In short, if someone is going to bring down women’s health care, it should probably be a woman. Ponnoru makes it perfectly plain: The elevation of a very specific kind of woman will be weaponized against actual feminism, giving the GOP an air of fairness ― the men didn’t do it! That woman did! It’s a dizzying logic, for sure.
And dizzy we will stay if Trump selects Barrett, and tries to gaslight us into this false notion that because they do not support Barrett, liberal women are the real enemy.
Madeleine Albright often spoke of “a special place in hell for women who don’t help each other.” That “special place” has since been evoked and often misquoted for the sole purpose of pitting women against each other, be it Sarah Palin promoting her place on the 2008 GOP presidential ticket, or anti-choice conservative women condemning Feinstein’s valid concerns about Barrett. That misuse turns a powerful statement of sisterhood in the support of gender equality into an antagonistic act of gendered “you’re with us or you’re against us” aggression.
Albright’s quote doesn’t endorse blind support of all women by all women, as the women of the GOP no doubt are well aware. If these women truly supported women, they wouldn’t be so hellbent on destroying reproductive rights and access to health care, pushing continued attacks against trans people, or any of the other issues disproportionately affecting marginalized women.

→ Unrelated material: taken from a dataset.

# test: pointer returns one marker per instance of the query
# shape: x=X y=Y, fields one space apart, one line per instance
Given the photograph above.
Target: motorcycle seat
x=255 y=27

Which is why the selection of Barrett would be no step forward for women, though it will assuredly be presented as such by the Trump machine, positioning the naysaying liberals as difficult and impossible to please hypocrites, a key piece of the right’s media strategy. “You wanted a woman,” the choice seems to say. “This one’s a woman! Not even a thank you! Why are you so sexist?”
“Albright’s quote doesn’t endorse blind support of all women by all women, as the women of the GOP no doubt are well aware.”
We have seen the Trump administration pull this gambit before. When Gina Haspel was nominated as the director of the CIA, Sarah Huckabee Sanders tweeted, “There is no one more qualified to be the first woman to lead the CIA than 30+ year CIA veteran Gina Haspel. Any Democrat who claims to support women’s empowerment and our national security but opposes her nomination is a total hypocrite.”
To Sanders, Haspel’s gender was the only credential required to be considered a beacon of “women’s empowerment,” despite her involvement in torture and in the covering up of torture.
If Trump nominates Barrett, the pink cloud of faux feminism will descend yet again, this time to convince us that elevating a woman to the Supreme Court, where she would likely gut reproductive rights for millions of women, is “empowerment.” We will be told yet again that there is a special place in hell for us if we don’t cheer as a woman throws millions of other women under the bus. To borrow from another favorite slogan: This is not what a feminist looks like.
If we cannot be trusted to parse the words of Albright, perhaps we should embrace a different quote, from Audre Lorde: “I am not free while any woman is unfree, even when her shackles are very different from my own.”
We cannot blindly support women who would prefer that we — any of us — remain in shackles, and even be forced back into old ones.